Oracle Cloud Infrastructure Documentation

Deleting a Secret Version

Learn how to schedule the deletion of a version of a secret stored in an OCI vault.

Note

Replicated secrets are read-only. When you delete a secret version for the source secret, the version is deleted for the secret replica at the same time. See Replicating Secrets for more information.
    1. On the Secret's Versions list page, find the secret version that you want to work with. If you need help finding the list page, see Listing Secret Versions
    2. Find the version in the list, select the Actions menu (three dots), and then select Delete Secret Version.
    3. Confirm that you want to delete the secret version by entering the secret name and selection a deletion date and time, then select Delete Secret Version.
  • Caution

    When a secret version is scheduled for deletion, resources or services that rely on that secret immediately become inaccessible. The secret also can't be rotated or otherwise updated. When the secret is deleted, secret contents are irreversibly destroyed. To restore the use of a secret version before it's permanently deleted, you can cancel its deletion.

    use oci vault secret-version schedule-deletion command to delete a secret version.

    oci vault secret-version schedule-deletion --secret-id <target_secret_id> --time-of-deletion <time_in_rfc3339_format>

    For example:

    
oci vault secret-version schedule-deletion--secret-id ocid1.vaultsecret.oc1.iad.exampleaz5qacpqahuecvbjqzql4qmpbrtd7pprafhivcfik6wuitexample  --time-of-deletion 2020-04-30T10:00:00Z

    By default, the service schedules secrets for deletion 30 days from the current date and time.

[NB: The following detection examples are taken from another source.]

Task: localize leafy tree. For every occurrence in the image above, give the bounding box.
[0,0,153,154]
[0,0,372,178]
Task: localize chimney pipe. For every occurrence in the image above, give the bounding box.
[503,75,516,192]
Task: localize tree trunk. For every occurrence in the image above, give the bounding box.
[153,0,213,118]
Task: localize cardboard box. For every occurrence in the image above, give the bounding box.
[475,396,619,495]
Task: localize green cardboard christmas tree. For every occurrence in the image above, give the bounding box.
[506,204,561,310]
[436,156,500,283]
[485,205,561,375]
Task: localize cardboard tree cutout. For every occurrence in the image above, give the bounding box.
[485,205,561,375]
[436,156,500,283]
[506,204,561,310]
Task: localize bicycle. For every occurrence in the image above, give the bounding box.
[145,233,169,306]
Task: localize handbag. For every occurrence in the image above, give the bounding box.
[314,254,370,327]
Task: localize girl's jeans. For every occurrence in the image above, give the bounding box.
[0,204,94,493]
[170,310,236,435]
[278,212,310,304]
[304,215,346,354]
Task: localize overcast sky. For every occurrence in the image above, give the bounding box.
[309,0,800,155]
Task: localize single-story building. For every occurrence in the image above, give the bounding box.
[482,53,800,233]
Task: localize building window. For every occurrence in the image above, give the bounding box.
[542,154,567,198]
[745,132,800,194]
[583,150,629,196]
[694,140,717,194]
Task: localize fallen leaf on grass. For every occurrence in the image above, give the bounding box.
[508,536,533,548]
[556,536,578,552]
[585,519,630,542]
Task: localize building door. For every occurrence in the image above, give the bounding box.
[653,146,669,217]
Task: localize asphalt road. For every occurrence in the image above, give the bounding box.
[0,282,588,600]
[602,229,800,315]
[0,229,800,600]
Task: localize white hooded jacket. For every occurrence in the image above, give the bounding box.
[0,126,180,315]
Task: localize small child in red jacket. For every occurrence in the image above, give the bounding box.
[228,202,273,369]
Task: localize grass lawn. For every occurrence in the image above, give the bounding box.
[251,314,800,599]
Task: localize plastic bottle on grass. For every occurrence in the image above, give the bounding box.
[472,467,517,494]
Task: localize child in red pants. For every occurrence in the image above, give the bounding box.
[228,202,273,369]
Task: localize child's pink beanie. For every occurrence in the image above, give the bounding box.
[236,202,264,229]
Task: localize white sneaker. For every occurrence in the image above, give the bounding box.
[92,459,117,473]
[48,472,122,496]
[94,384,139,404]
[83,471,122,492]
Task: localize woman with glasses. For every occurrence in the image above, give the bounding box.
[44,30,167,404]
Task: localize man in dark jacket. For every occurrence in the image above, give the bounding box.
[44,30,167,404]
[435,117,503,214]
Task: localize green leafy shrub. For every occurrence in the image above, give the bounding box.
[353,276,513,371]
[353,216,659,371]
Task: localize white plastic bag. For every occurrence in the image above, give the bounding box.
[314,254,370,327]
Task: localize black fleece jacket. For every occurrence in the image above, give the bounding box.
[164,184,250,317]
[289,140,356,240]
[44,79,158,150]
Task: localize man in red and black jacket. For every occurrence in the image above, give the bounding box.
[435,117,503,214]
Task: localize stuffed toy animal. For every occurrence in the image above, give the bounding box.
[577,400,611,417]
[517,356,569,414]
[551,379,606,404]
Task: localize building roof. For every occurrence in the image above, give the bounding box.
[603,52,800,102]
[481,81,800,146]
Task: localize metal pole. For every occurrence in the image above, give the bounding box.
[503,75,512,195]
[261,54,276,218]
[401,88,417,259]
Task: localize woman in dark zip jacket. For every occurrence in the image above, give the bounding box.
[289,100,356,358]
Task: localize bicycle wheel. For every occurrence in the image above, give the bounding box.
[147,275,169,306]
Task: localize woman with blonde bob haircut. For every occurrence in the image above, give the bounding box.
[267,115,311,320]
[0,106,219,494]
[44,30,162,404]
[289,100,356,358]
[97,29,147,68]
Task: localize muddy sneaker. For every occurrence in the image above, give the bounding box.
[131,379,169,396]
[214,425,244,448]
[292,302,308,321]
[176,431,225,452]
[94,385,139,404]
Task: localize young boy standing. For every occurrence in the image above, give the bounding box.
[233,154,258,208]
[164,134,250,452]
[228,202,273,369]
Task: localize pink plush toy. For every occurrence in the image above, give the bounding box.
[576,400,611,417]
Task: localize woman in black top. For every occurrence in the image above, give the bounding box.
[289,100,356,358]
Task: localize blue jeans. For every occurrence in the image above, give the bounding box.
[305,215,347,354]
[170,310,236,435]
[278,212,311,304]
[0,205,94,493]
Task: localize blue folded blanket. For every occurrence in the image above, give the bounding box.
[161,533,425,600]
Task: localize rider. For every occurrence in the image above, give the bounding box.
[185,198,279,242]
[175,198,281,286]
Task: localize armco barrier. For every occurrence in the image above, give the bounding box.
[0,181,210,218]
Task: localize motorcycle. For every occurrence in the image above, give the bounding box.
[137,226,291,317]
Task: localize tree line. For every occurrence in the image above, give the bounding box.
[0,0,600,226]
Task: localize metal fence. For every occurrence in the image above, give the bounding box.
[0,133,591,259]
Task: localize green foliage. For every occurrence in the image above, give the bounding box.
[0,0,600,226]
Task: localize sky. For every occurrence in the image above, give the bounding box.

You can set a range between 1 day and 30 days.

    For a complete list of parameters and values for CLI commands, see the CLI Command Reference.

  • Use the ScheduleSecretVersionDeletion API with the Management Endpoint to schedule the deletion of a secret version.

    Note

    The Management Endpoint is used for management operations including Create, Update, List, Get, and Delete. The Management Endpoint is also called the control plane URL or the KMSMANAGEMENT endpoint.

    The Cryptographic Endpoint is used for cryptographic operations including Encrypt, Decrypt, Generate Data Encryption Key, Sign, and Verify. The Cryptographic Endpoint is also called the data plane URL or the KMSCRYPTO endpoint.

    You can find the management and cryptographic endpoints in a vault's details metadata. See Getting a Vault's Details for instructions.

    For regional endpoints for the Key Management, Secret Management, and Secret Retrieval APIs, see API Reference and Endpoints.

    For information about using the API and signing requests, see REST API documentation and Security Credentials. For information about SDKs, see SDKs and the CLI.